Without “compression” we would simply draw a line (or circle or arc…) for each “cycle” in the audio spectrum. This would simply be too much data to perceive as “aesthetically pleasing.” We would tire of it quickly. On the other hand, merely summing or averaging the audio data into just one visual representation would be too simplistic to be engaging. Somewhere in between is what will be “pleasing.” That is, “pleasing” is the result of a relatively few visual cues which are (somehow) synchronized to the music we hear.

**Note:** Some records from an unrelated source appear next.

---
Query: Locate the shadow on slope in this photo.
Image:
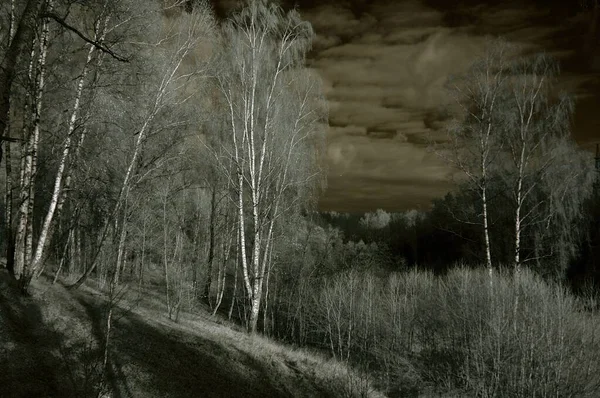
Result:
[0,270,73,398]
[77,294,287,397]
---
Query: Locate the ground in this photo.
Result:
[0,270,380,398]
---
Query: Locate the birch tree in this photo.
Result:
[71,2,214,288]
[439,41,510,276]
[502,55,592,272]
[213,0,324,333]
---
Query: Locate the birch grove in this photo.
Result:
[439,42,510,283]
[213,1,324,332]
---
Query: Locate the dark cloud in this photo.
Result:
[213,0,600,211]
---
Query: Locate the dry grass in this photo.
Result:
[0,272,381,397]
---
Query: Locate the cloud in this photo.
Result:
[213,0,600,211]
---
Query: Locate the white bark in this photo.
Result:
[31,16,110,274]
[15,8,51,282]
[214,1,318,333]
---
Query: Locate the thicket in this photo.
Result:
[271,267,600,397]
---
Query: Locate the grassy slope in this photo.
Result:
[0,270,380,397]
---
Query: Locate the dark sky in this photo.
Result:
[213,0,600,212]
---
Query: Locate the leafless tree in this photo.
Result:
[207,0,324,332]
[437,40,511,282]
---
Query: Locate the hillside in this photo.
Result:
[0,270,379,397]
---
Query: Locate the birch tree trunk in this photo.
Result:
[212,0,323,333]
[15,7,49,284]
[69,10,205,289]
[27,15,110,283]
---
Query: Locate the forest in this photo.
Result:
[0,0,600,397]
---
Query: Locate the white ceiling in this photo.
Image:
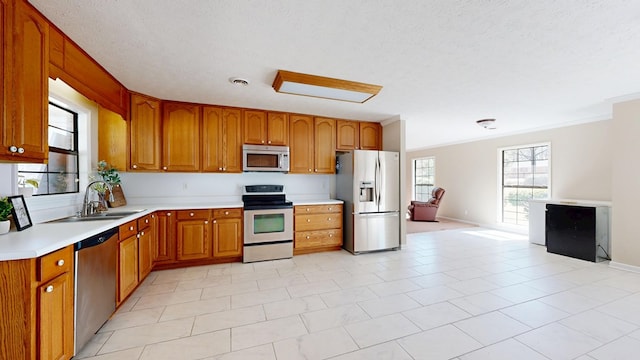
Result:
[29,0,640,150]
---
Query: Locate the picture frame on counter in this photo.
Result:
[9,195,33,231]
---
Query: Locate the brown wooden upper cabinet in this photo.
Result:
[202,106,242,172]
[336,120,360,150]
[129,93,162,171]
[289,114,336,174]
[162,101,201,172]
[360,121,382,150]
[243,110,289,146]
[0,0,49,163]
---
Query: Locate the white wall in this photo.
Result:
[405,120,613,226]
[120,172,335,205]
[382,117,408,244]
[611,100,640,271]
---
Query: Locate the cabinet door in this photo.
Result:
[98,106,128,171]
[153,211,176,263]
[336,120,360,150]
[138,226,155,281]
[360,121,382,150]
[289,115,313,174]
[243,110,267,145]
[202,106,223,172]
[213,218,243,258]
[130,94,162,170]
[267,112,289,146]
[118,235,138,304]
[0,1,49,163]
[162,102,200,172]
[313,118,336,174]
[222,109,242,173]
[177,219,211,261]
[38,272,73,359]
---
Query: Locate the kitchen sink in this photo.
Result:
[47,209,146,223]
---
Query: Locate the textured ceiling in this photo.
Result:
[29,0,640,150]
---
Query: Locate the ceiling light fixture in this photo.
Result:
[273,70,382,103]
[229,77,249,86]
[476,119,496,130]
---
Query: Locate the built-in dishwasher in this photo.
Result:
[74,227,118,354]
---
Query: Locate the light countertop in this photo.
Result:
[0,199,342,261]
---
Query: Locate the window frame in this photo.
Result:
[16,99,80,197]
[411,156,436,201]
[496,142,552,228]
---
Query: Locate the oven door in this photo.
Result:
[244,208,293,245]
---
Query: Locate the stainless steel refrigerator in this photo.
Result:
[336,150,400,254]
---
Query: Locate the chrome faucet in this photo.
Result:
[81,180,115,216]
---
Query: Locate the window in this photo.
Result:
[501,144,550,226]
[18,103,79,195]
[413,156,436,201]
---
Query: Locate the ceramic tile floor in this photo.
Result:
[77,228,640,360]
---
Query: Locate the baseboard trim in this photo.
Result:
[609,261,640,274]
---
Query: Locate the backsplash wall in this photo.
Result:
[120,172,335,205]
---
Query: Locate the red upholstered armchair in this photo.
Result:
[409,187,444,221]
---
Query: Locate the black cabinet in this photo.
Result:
[545,204,609,262]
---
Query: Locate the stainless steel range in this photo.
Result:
[242,185,293,263]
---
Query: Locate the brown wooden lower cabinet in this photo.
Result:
[0,246,74,360]
[293,204,342,255]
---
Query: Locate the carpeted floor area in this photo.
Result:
[407,218,476,234]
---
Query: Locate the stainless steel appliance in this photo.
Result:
[242,185,293,263]
[242,145,289,172]
[74,227,118,354]
[336,150,400,254]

In the case of Gloplug, as with the “classic light organ,” the audio spectrum is compressed down into just 3 colors and the amplitude (loudness) is represented by the “size” of lines, circles, etc., AND/OR the “brightness” of the color. In this “3 color model” the default, in the case of Gloplug, is red for the Bass, green for the Mid-rang, and blue for the “Highs” (but the user can change the colors or they can have the program periodically vary the colors). But the point is that the audio spectrum is compressed down into 3 visual color cues. Other programs could use more colors (or even a visual cue different from color!). The “loudness” is represented by a different visual cue. I.e. the “size” of the graphic being displayed such as the length of a line or the radius of a circle. In addition, “brightness” is sometimes used as an additional visual cue for “loudness.” Here is a very simple example… A combination of loud Bass notes in a song might be shown as a large (and bright) red circle. Quieter Bass passages would appear as a smaller red circle that is not so bright.
Ignoring and Emphasizing Audio Data
First let’s discuss the “Ignoring” (filtering) of audio data. At first it may seem that ignoring audio data in the “visualization” process would lead to a less “realistic” visualization of the music. However, the truth is just the opposite. Here is a simple example… When we first try to graphically represent the “Bass Range” we soon discover that the audio data (e.g. from Windows Media Player or Winamp) contains a significant amount of amplitude (loudness) throughout the “Bass frequency range” that we simply do not hear! This is just a fact of life that we may not realize until we actually analyze the audio data. If we do not filter this “background amplitude” then the graphical representation of the “Bass” will be bigger than the ears perceive! Or, perceived “silence” would still show up on the screen! This is just a fact of life. This same effect also exists to a lesser degree in the Mid-Range and to an even lesser degree in the Highs. But the effect is still there throughout much of the audio spectrum. It is imperative to “throw away” this “background noise” in the data in order for the graphics to “realistically” represent what is actually “heard” as opposed to what exists in the raw audio data! There are techniques for mitigating this problem and they are discussed below (e.g. the use of “Thresholds”). Again, some audio data needs to be “thrown away” (filtered) to prevent it from skewing the visual representation of what we actually “hear.”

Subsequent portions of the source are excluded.